Maka faktor seorang genetika Jokowi plus biografi pendidikannya sesuai data empirik, identik dengan Gibran yang ditengarai (diyakini) hanya memiliki biografi pendidikan SMP dan 99, 9 % (100 % pembulatan desimal) adalah makhluk Fufu Fafa, tentunya hal yang melanggar sistim hukum UU. Tentang Pemilu Jo. TAP MPR RI Nomor 6 Tahun 2021, untuk mendaftar dan menjabat sebagai Wakil Presiden RI.

Maka tiga orang anak beranak dan menantunya Bobby serta keluarganya termasuk Anwar Usman dengan historis putusan MK dan MKMK jelang pilpres 2024 maka harus mendapat “merk di kening sebagai common enemy” tidak saja pribadi internal PDIP secara kolektif kolegial, namun musuh general bangsa ini.

Jokowi bisa saja sementara membuat politisi partai (PDIP) terlena, karena memprediksikan putranya Kaesang sudah menjadi Ketum Partai. Padahal PSI alat mimikri Jokowi, agar para politisi PDIP dan lainnya lepas kontrol, partainya (PDIP) bakal aman dari perompak partai yang menunjuk pada peristiwa partai demokrat, jadi sambil Indig-indig dan intip-intip kesalahan Sekjen Hasto Kristiyanto melalui stok aparatur yang tersisa di KPK untuk tujuan final menjerat Megawati Sang Ketum Partai, lalu lengser menyerah kalah dan partai PDIP pun berubah genggaman sesuai “mimpi jahat” Jokowi.

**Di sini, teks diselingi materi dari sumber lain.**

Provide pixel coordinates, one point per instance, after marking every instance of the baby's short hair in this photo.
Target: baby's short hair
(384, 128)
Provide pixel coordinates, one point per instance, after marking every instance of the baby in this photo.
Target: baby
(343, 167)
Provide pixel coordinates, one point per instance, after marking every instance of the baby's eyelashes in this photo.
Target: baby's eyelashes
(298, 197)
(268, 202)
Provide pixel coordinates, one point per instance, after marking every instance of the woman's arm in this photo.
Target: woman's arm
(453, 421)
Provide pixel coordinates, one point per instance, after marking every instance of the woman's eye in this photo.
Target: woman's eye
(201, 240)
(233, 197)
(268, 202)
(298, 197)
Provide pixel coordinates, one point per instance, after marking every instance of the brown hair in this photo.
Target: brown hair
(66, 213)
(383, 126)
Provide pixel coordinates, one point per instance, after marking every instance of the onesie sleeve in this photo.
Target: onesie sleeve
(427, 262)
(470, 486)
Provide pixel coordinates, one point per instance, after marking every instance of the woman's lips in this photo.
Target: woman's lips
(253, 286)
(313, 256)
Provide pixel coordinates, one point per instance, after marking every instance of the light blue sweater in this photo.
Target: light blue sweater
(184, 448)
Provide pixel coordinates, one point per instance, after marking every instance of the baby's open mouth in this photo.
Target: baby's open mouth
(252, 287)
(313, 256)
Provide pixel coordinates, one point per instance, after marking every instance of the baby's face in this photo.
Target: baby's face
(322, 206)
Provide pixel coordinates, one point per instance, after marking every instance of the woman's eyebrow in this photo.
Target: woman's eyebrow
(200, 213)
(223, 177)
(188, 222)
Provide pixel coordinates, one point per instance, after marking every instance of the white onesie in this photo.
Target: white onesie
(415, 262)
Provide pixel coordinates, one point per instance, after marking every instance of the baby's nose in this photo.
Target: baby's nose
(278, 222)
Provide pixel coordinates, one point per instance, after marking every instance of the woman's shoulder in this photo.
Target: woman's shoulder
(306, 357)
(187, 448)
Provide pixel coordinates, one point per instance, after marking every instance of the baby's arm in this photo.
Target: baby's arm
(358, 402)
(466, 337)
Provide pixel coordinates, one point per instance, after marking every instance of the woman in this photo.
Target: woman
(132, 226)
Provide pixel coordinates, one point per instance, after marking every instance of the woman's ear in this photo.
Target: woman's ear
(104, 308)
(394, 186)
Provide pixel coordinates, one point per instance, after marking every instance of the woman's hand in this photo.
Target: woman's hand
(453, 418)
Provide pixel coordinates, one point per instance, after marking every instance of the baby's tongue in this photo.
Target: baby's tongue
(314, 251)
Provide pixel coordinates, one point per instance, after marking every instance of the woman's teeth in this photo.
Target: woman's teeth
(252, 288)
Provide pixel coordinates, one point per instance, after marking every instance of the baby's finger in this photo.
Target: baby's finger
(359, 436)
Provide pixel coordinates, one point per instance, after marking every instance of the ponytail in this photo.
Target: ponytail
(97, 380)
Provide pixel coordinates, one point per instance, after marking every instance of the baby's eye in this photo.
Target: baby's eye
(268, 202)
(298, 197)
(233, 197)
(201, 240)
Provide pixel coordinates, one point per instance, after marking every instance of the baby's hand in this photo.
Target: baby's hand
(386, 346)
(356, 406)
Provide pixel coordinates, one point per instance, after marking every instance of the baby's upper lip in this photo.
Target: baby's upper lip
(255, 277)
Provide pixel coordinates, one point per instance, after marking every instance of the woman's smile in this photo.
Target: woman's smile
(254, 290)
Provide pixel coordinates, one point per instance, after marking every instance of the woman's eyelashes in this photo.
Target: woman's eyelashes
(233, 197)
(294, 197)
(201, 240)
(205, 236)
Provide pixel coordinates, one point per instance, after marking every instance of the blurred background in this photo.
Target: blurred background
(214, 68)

Sehingga Hasto sebagai tokoh prioritas  yang wajib dipatahkan oleh Jokowi, selain vokal dan keras memberikan perlawanan dan pernah terang-terangan mendiskreditkan IKN, dengan statemen sarkastik, “Kepala Otorita IKN, Bambang Susantono serta wakilnya, Dhony Rahajoe, mundur dikarenakan perencanaan yang terburu-buru (tidak matang) dari Presiden Joko Widodo padahal mendekati agenda perayaan hari sakral 17 Agustus 2024 (ulang tahun kemerdekaan RI) di IKN.

Selebihnya Hasto tokoh yang nampak lebih humble dan piawai strategi ilmu politiknya dibanding Puan Maharani sekalipun, selain realistis Hasto motor organisasi dan pendamping setia dan memiliki kedekatan dengan sosok Megawati sang Ketua Umum, dan dari sisi pandang objektif merupakan maestro politisi perempuan nomor wahid pasca kemerdekaan RI selain Putri dari Ir. Soekarno Presiden RI pertama.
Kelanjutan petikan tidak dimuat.